If we didn’t know the names of the candidates being described, you might suspect the latter was an organization under the guidance of Karl Rove, no?
I will take this opportunity to point out once again that McCain’s failure to fully capitalize on the Obama finance flip rests squarely on the shoulders of his own campaign. On Saturday, June 7, Hillary Clinton stepped off the stage. If McCain’s handlers were half as clever as people accuse them of being, they would have had the Arizona Senator on every Sunday morning show saying the following:
I would like to congratulate Senator Obama on securing the Democratic nomination, and I look forward to the spirited debate which lies ahead. And I will also take this opportunity to invite him to make good on his signed pledge for both of us to accept public financing for our campaigns. I’m directing my staff to contact his people about that today to finalize the details.

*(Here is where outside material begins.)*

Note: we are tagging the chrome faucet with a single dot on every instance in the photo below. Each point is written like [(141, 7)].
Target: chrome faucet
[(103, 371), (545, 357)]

Instead, Team McCain let the horse get out of the barn and Obama was able to get out ahead of the story. He made a pitch about people “negotiating in bad faith” and clouded the issue until the media turned it into a massive case of “he said she said.” Had McCain locked this down on June 8, Obama would have had no choice but to swallow a bitter pill and give up massive amounts of campaign cash or risk being labeled a flat out liar. But now the moment is gone and the story will be flushed down the memory hole.
Well played, I admit, and it will likely work in Obama’s favor. But it certainly does have more of the scent of Karl Rove to it than anything the McCain team is cooking up.